Aux États-Unis l’autorité de Dieu et les libertés sont liées dans le serment d’allégeance:
Le serment d’allégeance au drapeau (Pledge of Allegiance) est un serment approuvé par une loi du Congrès datée du 18 juin 1942 :
« Je jure allégeance au drapeau des États-Unis d’Amérique et à la République qu’il représente, une nation unie sous l’autorité de Dieu, indivisible, avec la liberté et la justice pour tous »
…jusqu’à ce que nous soyons tous parvenus à l’unité de la foi et de la connaissance du Fils de Dieu, à l’état d’homme fait, à la mesure de la stature parfaite de Christ. (Ephésiens. 4.13)
Sur un point de détail pour votre article, sans doute, mais essentiel pour la compréhension et la portée du christianisme, qui justement n’exclut personne et laisse le libre choix comme vous le rappelez par ailleurs :
N’y a-t-il pas quelque chose d’inexact dans le commentaire sur le célèbre « Tout ce que vous faites au plus petit d’entre les miens, c’est à moi que vous le faites ! »?
Lorsque vous écrivez « Les miens » ne s’applique évidemment qu’à ceux et celles qui partagent les mêmes valeurs de vie que le rabbi nazaréen », n’y a-t-il pas contradiction avec ce precise -notamment- Paul (que vous citez fort justement !):
« Il n’y a plus d’un côté le Juif et de l’autre le Grec, d’un côté l’esclave et de l’autre l’homme libre, il n’y a plus d’un côté l’homme et de l’autre la femme ; car tous sont UN dans le Christ (Gal 3/28) »
Christ et le Père ne nous considèrent ils pas TOUS comme leurs enfants, el laissant le choix à chacun d’accepter «le joug léger », mais nous exhortant à aimer chacun de ses semblables (y compris « son ennemi »…), pas seulement ceux de sa communauté chrétienne ?
Vous avez raison de poser cette question.
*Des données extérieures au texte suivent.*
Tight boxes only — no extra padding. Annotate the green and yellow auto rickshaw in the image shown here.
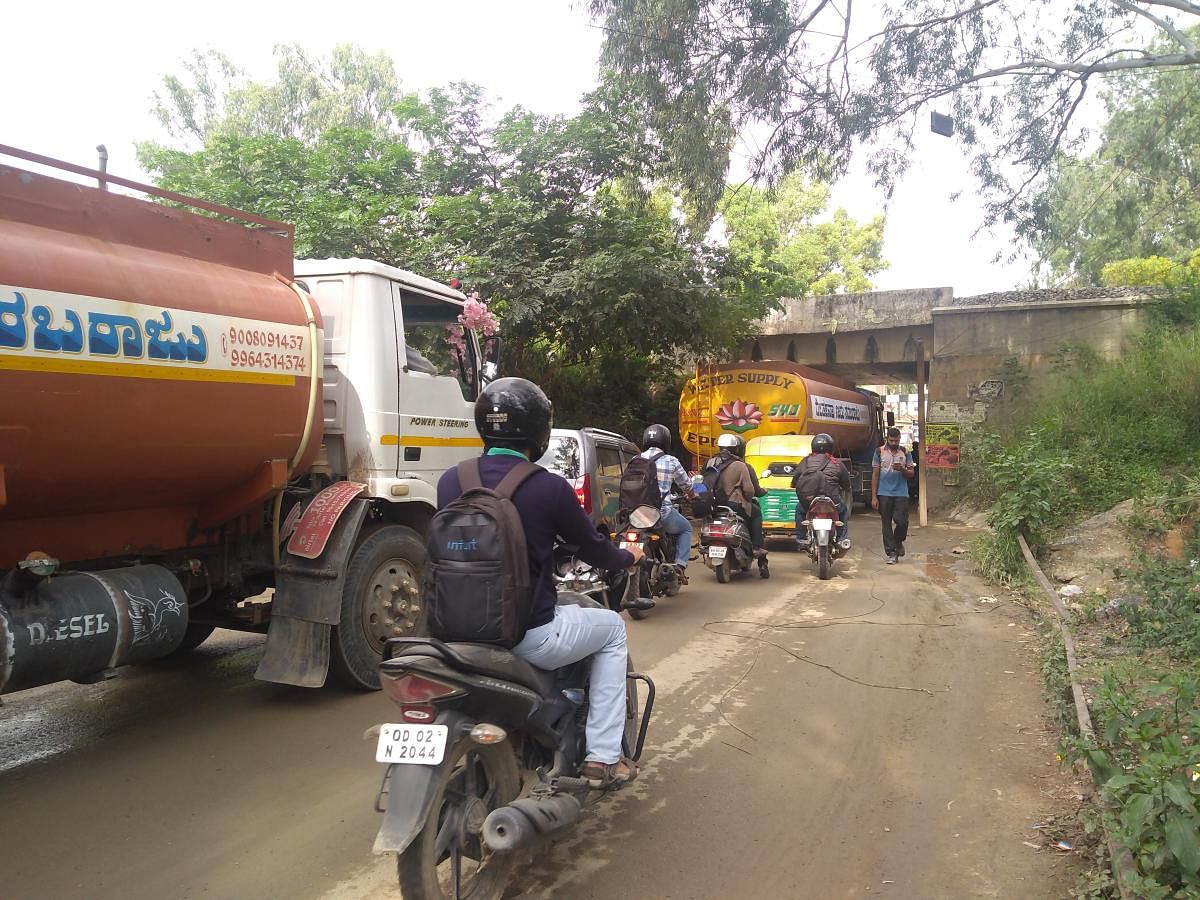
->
[745,434,813,541]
Il y a parfois des passages qui semblent se contredire, mais ce n’est pas le cas. L’évangéliste prend en compte les gens simples qui adhèrent à l’enseignement de Jésus à leurs risques et périls, en période de traque, surtout à Rome. Il veut dire que toute personne qui vient en aide à ces persécutés même d’une manière modeste aide directement la personne de Jésus.
Cela n’établit pas un clivage discriminant pour autant. Tout individu qui aime ce que fait Jésus, même sans le connaître, aime Jésus indirectement. C’est vrai encore aujourd’hui : le corps mystique du Christ est plus large que les structures visibles de l’Eglise. Ceux et celles qui produisent des actes de qualité envers les autres rejoignent les valeurs du christianisme.